For a system that requires only a single SCD the clock oscillator 30 may drive a single amplifier 32a and infra-red transmitter photodiode 33a directly, the other circuit elements being omitted. In this case the clock oscillator timing might be chosen to energise the SCD for 2mS in a cycle of 9.13mS. This low duty-cycle economises in battery power and allows study of the EUT emission to identify which state leads to the greater emission.

In general it is preferred that the frequency of switching an SCD be chosen to be distinct from the mains supply frequency and its harmonics so that any amplitude modulation effects from these two sources may be distinguished.

It will be evident that these various logic configurations may be combined with manually-operated selector switches to provide for variable switching patterns for a variable number of SCDs.

The above description is by way of illustration and does not limit the invention.

Claims (7)

1) A switchable cable decoupling device adapted for assembly around a target cable, said. device including a common mode choke sleeve with an auxiliary winding, said auxiliary winding being short-circuited upon demand by an electrical or electronic switching means.

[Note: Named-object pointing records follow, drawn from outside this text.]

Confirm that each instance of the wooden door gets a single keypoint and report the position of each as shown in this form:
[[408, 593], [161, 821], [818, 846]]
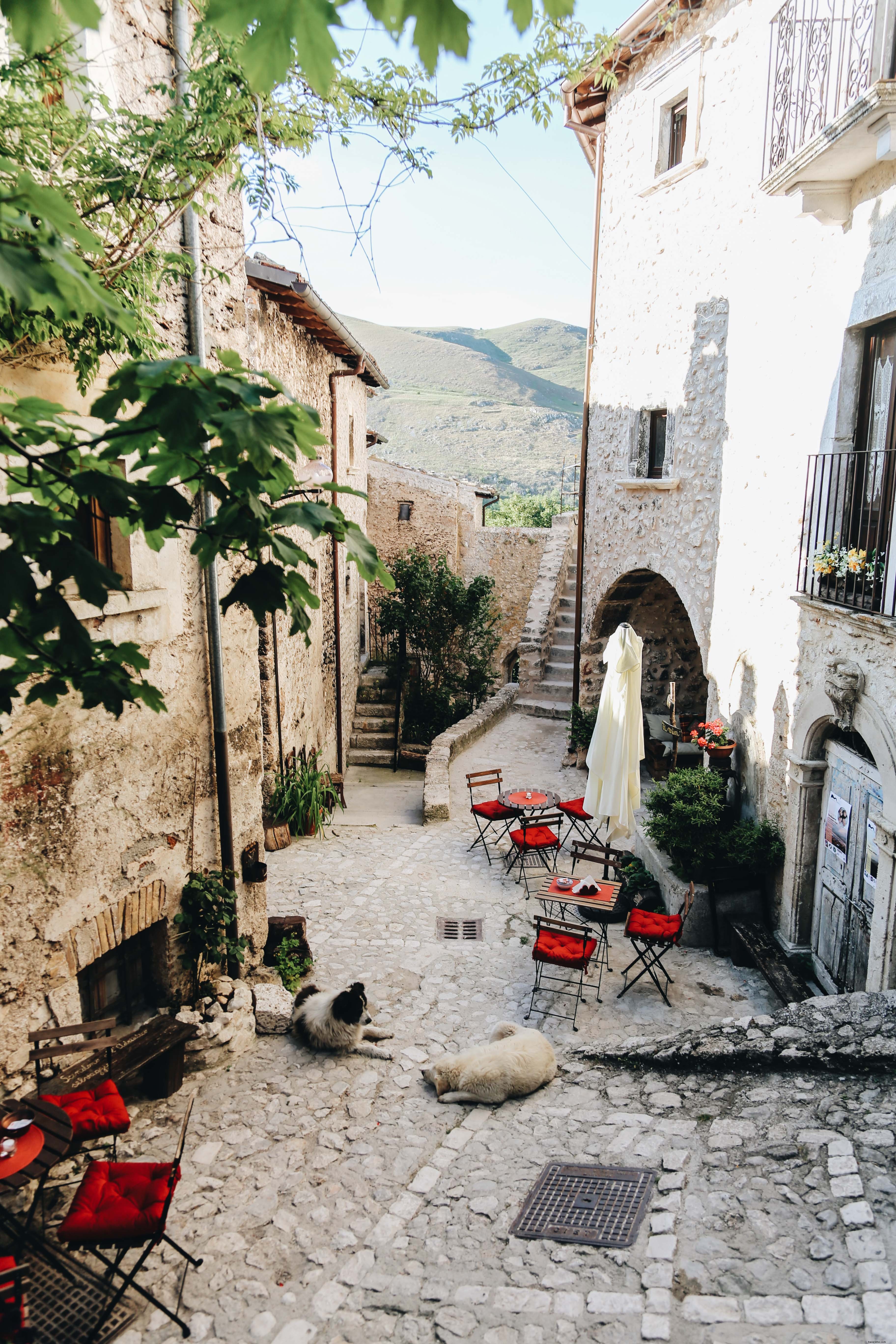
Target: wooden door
[[847, 874]]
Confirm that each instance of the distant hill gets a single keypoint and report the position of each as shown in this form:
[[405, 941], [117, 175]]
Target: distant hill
[[502, 406]]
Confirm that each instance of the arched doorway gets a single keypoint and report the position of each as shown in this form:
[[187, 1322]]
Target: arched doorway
[[671, 652]]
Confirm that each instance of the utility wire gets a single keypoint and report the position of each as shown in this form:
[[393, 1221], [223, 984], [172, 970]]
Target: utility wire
[[534, 202]]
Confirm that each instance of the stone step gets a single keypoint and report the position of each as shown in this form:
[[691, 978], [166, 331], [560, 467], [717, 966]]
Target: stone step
[[375, 741], [375, 695], [363, 756], [361, 725], [542, 709], [378, 710]]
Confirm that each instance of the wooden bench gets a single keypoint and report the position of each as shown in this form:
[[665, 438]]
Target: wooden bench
[[765, 953], [155, 1050]]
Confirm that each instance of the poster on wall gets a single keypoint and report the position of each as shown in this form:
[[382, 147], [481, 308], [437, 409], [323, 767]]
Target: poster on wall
[[872, 855], [838, 827]]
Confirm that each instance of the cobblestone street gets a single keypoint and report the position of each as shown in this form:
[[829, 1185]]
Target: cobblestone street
[[335, 1201]]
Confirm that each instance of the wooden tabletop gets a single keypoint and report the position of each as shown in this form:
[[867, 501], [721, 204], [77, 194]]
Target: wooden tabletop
[[57, 1140]]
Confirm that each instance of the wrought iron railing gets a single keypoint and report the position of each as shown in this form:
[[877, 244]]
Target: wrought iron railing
[[825, 54], [848, 525]]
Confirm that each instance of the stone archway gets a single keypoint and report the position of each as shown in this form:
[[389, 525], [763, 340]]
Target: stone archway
[[815, 722], [671, 652]]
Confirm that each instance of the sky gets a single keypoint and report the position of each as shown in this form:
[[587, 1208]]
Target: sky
[[467, 248]]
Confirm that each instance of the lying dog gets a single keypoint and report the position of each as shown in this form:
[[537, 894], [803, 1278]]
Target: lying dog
[[338, 1019], [518, 1061]]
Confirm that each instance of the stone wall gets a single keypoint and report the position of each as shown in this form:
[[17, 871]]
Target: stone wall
[[447, 519], [745, 322]]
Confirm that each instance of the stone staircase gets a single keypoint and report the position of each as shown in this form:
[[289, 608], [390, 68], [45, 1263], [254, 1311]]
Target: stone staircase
[[553, 697], [373, 738]]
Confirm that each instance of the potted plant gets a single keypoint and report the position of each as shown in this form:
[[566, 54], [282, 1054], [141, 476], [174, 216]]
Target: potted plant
[[304, 796], [714, 738]]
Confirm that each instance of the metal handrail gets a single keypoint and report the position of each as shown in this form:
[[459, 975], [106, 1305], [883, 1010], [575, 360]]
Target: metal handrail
[[848, 529]]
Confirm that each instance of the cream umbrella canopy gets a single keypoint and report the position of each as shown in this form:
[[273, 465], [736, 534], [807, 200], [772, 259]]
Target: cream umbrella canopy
[[617, 744]]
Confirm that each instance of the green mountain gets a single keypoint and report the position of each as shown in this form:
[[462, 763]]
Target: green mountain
[[502, 406]]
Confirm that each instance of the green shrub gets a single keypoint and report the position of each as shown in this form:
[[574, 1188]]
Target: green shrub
[[582, 726], [292, 962], [205, 920], [687, 819], [523, 511]]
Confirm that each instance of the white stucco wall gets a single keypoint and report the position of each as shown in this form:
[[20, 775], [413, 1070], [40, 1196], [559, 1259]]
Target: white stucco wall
[[723, 306]]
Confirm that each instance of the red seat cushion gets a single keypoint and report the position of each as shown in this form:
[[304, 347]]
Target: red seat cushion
[[95, 1113], [493, 810], [535, 838], [119, 1202], [648, 925], [10, 1319], [574, 808], [562, 949]]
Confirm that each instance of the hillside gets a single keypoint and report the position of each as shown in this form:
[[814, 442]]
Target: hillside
[[502, 406]]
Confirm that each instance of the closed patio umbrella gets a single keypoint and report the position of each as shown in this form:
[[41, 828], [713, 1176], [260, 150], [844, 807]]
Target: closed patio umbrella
[[617, 744]]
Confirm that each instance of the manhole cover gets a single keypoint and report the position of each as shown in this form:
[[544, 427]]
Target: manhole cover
[[597, 1206], [459, 931]]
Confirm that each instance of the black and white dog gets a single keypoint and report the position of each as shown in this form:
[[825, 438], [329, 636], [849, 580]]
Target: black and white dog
[[338, 1019]]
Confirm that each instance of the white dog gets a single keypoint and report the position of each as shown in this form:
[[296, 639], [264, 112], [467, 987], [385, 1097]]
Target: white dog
[[338, 1021], [518, 1061]]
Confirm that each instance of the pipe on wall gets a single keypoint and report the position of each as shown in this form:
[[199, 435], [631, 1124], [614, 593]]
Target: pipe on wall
[[338, 639], [181, 34], [586, 416]]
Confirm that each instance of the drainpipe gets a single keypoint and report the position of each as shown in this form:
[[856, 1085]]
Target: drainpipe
[[586, 408], [338, 638], [181, 33]]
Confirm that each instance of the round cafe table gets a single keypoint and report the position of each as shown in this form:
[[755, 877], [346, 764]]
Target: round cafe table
[[529, 800]]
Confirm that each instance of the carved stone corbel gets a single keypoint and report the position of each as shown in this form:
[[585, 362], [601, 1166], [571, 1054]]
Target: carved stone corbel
[[844, 683]]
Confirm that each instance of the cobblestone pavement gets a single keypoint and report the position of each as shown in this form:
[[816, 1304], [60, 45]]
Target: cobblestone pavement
[[335, 1201]]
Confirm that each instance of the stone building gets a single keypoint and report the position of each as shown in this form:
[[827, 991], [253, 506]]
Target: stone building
[[409, 507], [742, 417], [101, 819]]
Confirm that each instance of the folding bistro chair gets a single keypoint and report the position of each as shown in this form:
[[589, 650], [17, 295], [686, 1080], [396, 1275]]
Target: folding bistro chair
[[490, 814], [565, 945], [123, 1207], [531, 845], [14, 1303], [652, 937], [96, 1112], [585, 826]]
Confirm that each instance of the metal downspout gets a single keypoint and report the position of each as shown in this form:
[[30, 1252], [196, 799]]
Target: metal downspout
[[338, 632], [586, 409], [181, 33]]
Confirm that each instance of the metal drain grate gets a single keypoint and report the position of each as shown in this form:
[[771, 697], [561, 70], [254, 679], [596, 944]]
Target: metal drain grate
[[66, 1300], [459, 931], [596, 1206]]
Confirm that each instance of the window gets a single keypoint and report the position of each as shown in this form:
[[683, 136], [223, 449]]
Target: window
[[96, 532], [678, 132], [658, 448]]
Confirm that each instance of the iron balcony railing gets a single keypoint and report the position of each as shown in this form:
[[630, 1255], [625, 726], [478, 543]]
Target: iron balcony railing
[[825, 54], [845, 556]]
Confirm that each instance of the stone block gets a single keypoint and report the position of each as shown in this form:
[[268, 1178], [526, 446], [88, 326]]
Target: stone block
[[773, 1311], [606, 1306], [273, 1010], [859, 1214], [832, 1311], [711, 1311]]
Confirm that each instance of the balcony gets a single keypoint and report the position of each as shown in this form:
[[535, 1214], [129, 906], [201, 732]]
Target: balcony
[[848, 517], [831, 108]]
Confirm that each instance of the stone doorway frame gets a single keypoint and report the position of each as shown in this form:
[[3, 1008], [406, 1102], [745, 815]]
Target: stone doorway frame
[[807, 769]]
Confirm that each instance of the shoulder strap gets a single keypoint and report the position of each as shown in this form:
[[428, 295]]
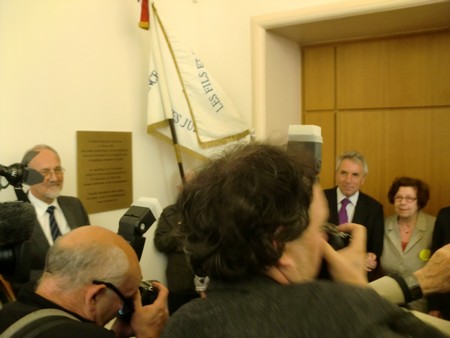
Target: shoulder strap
[[24, 324]]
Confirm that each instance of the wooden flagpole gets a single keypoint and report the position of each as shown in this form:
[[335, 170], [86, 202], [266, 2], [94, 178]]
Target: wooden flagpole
[[165, 97]]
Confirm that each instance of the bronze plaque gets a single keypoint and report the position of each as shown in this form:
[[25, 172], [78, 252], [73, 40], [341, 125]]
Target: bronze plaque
[[104, 170]]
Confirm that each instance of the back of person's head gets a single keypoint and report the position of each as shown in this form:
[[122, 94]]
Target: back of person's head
[[241, 209], [354, 156], [72, 264]]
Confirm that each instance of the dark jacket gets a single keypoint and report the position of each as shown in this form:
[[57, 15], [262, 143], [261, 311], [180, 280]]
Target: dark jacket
[[368, 212]]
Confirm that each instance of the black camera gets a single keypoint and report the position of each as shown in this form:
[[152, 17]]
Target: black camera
[[337, 239], [148, 295], [132, 227], [148, 292]]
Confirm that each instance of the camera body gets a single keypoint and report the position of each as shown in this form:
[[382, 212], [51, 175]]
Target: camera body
[[148, 292], [337, 239]]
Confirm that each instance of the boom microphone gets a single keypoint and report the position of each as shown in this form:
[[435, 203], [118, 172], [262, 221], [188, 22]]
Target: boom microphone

2) Apparatus according to claim 1 in which said common mode choke sleeve is split so as to facilitate assembly around the target cable.

3) Apparatus according to any preceeding claim in which said auxiliary winding and/or said switching means are duplicated around the circumference of said sleeve.

4) Apparatus according to any preceeding claim in which said switching means includes a semiconductor switching device.

5) Apparatus according to any preceeding claim in which said switching means is remotely controlled by and/or supplied with power by means that include a fibre-optic cable.

6) Apparatus according to any preceeding claim in which said switching means is operated so that either each period of short-circuiting or each period of open-circuiting is of a duration between 100 microseconds and 100 milliseconds.

7) Apparatus substantially as described herein with reference to Figures 1 to 4 of the accompanying drawing.